Reetu and Friends
Reetu Tuteja - Created the Sequenceserver2.0 app on Discovery Environment, presentation, video tutorial
Jennen Maryniak - Presentation, plots
Jiatian Wang - Initial Makeflow and Work Queue scripts
Erika Tapia - Benchmarking and documentation
Nick Reppe - Benchmarking, Demo/Procedure
CyVerse provides life scientists with a powerful computational infrastructure to handle huge datasets and complex analyses that enable data-driven discovery. CyVerse's extensible platforms provide data storage, bioinformatics tools, image analyses, cloud services, APIs, and more.
The Discovery Environment (DE) is a key product of the CyVerse cyber-infrastructure, providing a modern web interface for powerful computing. The visual and interactive computing environment (VICE) is the recently introduced feature within CyVerse’s Discovery Environment (DE) for running interactive apps.
Our midterm project is an implementation of CyVerse's Discovery Environment using an app we created via VICE within CyVerse.

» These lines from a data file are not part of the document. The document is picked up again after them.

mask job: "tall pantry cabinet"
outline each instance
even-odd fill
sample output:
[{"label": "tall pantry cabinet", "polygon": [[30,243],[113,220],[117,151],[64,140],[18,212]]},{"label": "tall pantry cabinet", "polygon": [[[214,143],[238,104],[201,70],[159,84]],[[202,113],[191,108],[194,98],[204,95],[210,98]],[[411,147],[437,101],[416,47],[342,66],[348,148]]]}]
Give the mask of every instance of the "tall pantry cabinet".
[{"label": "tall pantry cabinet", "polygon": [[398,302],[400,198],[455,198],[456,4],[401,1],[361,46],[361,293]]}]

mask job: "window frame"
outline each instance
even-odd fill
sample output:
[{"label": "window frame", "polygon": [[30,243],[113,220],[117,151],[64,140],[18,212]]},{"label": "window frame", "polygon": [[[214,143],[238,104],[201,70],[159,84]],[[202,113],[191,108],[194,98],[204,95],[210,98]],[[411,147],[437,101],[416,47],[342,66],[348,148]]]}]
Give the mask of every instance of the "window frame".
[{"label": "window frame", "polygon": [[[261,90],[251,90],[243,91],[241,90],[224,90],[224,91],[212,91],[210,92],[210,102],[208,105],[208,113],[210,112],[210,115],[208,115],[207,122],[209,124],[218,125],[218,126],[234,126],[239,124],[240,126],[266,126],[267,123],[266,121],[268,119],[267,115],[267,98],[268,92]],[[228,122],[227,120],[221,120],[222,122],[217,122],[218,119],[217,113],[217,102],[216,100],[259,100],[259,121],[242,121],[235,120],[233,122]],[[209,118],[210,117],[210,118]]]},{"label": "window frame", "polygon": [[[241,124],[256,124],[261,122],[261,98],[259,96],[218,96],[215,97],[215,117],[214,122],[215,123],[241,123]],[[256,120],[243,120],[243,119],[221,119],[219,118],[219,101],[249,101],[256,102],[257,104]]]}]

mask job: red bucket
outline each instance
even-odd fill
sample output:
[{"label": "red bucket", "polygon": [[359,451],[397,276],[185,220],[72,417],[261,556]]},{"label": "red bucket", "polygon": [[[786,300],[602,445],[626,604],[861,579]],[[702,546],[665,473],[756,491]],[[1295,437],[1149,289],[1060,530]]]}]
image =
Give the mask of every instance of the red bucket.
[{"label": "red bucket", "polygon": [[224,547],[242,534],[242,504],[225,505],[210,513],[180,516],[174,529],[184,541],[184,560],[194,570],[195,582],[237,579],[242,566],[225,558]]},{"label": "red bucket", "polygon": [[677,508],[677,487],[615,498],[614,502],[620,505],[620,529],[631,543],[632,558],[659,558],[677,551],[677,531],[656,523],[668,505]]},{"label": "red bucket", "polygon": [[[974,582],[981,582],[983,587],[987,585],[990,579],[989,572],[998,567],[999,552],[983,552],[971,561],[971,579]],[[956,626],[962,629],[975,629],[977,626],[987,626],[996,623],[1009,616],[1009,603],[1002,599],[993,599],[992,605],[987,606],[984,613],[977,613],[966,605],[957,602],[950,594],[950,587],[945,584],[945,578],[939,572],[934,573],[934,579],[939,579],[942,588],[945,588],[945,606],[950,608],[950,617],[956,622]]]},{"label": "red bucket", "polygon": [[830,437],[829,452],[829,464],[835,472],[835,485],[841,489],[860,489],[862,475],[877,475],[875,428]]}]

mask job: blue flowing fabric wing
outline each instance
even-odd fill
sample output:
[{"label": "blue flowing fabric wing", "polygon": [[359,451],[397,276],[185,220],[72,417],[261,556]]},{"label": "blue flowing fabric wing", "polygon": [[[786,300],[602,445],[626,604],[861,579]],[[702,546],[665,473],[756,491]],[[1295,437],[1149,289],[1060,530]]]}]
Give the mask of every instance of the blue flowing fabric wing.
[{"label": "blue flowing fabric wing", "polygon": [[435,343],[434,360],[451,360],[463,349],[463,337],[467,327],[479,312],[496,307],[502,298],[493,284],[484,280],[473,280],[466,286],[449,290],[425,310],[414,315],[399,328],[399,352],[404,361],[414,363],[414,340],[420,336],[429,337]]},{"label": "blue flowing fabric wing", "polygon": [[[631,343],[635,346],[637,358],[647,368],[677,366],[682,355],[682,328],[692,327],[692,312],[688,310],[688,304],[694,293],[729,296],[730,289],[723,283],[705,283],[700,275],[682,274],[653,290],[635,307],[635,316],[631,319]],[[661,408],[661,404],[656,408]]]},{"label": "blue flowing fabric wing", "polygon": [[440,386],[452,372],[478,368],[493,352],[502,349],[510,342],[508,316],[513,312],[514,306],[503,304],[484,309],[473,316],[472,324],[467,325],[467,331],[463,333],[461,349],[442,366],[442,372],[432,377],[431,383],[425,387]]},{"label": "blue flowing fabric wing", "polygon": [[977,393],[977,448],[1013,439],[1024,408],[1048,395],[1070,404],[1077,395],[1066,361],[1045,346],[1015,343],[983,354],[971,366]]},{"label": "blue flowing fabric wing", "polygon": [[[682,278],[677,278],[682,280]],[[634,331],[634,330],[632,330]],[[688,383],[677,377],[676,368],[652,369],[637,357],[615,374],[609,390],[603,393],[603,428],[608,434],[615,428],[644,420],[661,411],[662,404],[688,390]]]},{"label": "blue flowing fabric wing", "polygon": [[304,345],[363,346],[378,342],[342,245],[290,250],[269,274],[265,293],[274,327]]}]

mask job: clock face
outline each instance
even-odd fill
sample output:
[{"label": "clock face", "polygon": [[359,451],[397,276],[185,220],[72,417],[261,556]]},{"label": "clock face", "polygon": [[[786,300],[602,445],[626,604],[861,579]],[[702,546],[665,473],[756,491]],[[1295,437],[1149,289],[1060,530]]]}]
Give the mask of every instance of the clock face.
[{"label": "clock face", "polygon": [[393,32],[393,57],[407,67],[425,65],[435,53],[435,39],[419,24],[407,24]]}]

Sequences used were provided by Team BlastEasy :
Did our best to learn and implement ways distributed computing using HPCs and a Work Queue platform, but ultimately decided on using CyVerse's Discovery Environment as a possible solution.
It all starts with an account on CyVerse where you can access the Discovery Environment once logged in. An app which previously existed can be used to generate a potential database. We created an app called "sequenceserver" to utilize the output of that app as the database to test a query against. If you already have a database, there is no requirement to run the app called “Create BLAST database-2.6.0+".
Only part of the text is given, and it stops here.